Bandwidth will always has limitation and it is also important to understand that the upload and download available bandwidth could be different. SAP Cloud for Customers has an in-tenant tool which can be used to calculate the bandwidth, more details are here.
- Configuration issues that cause overhead. There are different configurations factors that could cause overhead to the response time, some of those could be but not limited to:
- DNS Configuration. Cloud for Customers uses product from our partner company Akamai to accelerate the traffic over the Internet. This product relies of Geolocation of the DNS server, which resolves the Cloud for Customer DNS tenant name to an IP of an Akamai server geographically close to the DNS server. This is to provide the best routing from that region where the user is connecting to the SAP datacenter. For the user to take full advantage of this feature, it requires to have the DNS server and the user in the same geographical area.
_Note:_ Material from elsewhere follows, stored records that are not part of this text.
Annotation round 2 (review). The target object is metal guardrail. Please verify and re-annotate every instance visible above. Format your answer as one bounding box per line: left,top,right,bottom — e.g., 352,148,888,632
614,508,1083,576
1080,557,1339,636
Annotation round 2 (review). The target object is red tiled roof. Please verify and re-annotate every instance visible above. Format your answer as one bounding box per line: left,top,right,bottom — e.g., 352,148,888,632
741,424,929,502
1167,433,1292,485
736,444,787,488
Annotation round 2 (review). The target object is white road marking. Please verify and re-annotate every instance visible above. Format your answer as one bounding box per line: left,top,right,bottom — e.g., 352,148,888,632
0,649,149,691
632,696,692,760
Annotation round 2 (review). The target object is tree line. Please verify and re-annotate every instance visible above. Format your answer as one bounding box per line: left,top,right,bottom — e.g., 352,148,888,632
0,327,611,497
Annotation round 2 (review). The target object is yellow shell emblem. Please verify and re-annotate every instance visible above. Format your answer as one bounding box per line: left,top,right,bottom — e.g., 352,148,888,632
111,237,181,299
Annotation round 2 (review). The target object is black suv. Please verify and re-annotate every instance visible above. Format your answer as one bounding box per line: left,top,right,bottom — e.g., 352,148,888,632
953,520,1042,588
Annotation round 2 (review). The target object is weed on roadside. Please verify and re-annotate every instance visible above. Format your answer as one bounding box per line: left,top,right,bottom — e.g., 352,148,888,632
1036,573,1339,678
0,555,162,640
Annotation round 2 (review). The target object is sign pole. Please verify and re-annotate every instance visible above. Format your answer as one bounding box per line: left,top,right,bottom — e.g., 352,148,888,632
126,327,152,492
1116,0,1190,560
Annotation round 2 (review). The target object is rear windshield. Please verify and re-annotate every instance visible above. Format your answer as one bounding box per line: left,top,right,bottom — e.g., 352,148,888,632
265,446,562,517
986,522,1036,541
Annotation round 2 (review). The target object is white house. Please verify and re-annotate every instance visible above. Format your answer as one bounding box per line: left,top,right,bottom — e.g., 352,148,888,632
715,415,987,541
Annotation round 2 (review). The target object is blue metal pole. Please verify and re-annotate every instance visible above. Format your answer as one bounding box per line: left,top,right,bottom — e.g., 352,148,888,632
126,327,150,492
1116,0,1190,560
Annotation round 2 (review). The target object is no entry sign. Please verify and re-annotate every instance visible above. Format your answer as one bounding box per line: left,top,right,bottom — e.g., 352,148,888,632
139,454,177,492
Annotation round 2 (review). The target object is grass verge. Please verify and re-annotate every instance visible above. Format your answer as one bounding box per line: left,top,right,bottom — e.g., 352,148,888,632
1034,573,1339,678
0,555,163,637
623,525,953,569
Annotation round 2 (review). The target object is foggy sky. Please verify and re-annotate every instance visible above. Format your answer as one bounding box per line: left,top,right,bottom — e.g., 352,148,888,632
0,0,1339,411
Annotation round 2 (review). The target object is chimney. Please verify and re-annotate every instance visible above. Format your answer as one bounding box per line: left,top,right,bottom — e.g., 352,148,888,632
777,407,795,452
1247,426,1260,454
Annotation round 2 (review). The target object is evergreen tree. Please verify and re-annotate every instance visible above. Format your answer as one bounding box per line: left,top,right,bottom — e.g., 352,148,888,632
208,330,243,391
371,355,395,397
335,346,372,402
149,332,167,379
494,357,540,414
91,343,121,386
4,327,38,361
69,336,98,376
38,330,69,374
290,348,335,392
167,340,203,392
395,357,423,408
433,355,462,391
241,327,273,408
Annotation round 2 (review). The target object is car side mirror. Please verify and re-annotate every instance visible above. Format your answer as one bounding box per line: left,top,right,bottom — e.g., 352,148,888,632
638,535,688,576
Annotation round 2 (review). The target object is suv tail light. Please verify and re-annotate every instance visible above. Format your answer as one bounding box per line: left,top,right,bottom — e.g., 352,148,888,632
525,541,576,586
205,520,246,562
A common problem is where the user is using a DNS server which is located in a different geographical region to resolve DNS queries, in those cases the DNS server will resolve the Cloud for Customer tenant DNS name to IP close to the DNS server but not necessarily to the user, examples are where a user from Europe is trying to access a SAP Cloud for Customer tenant in Europe and is using a DNS server in America, in this case the user from Europe will receive an IP from a Akamai server in America forcing the user to connect from Europe to the Akamai server in America to then connect to the SAP Cloud for Customers tenant in Europe, causing considerable network overhead. One method on how to identify if the DNS resolution and TCP routing is happening under the same region is explained in this blog
- Overhead cause by forward proxies. Some forward proxies either OnPremise or in the Cloud have showed to cause overhead while using SAP Cloud for Customers, in most cases we have observed high TCP times, SSL handshake times and sometime even high send or receive times. Some ideas on how to identify these type of issues with a HTTP tracing tool like HTTP Watch is explained here
- Overhead caused by last mile routing. In some cases IP routing is not correct in the last mile, either within the customer private network or from the customer network to the Akamai sever (the last mile), or if Akamai is not enabled to the SAP Data Center. Some ideas on how to identify this problems is explained in this blog.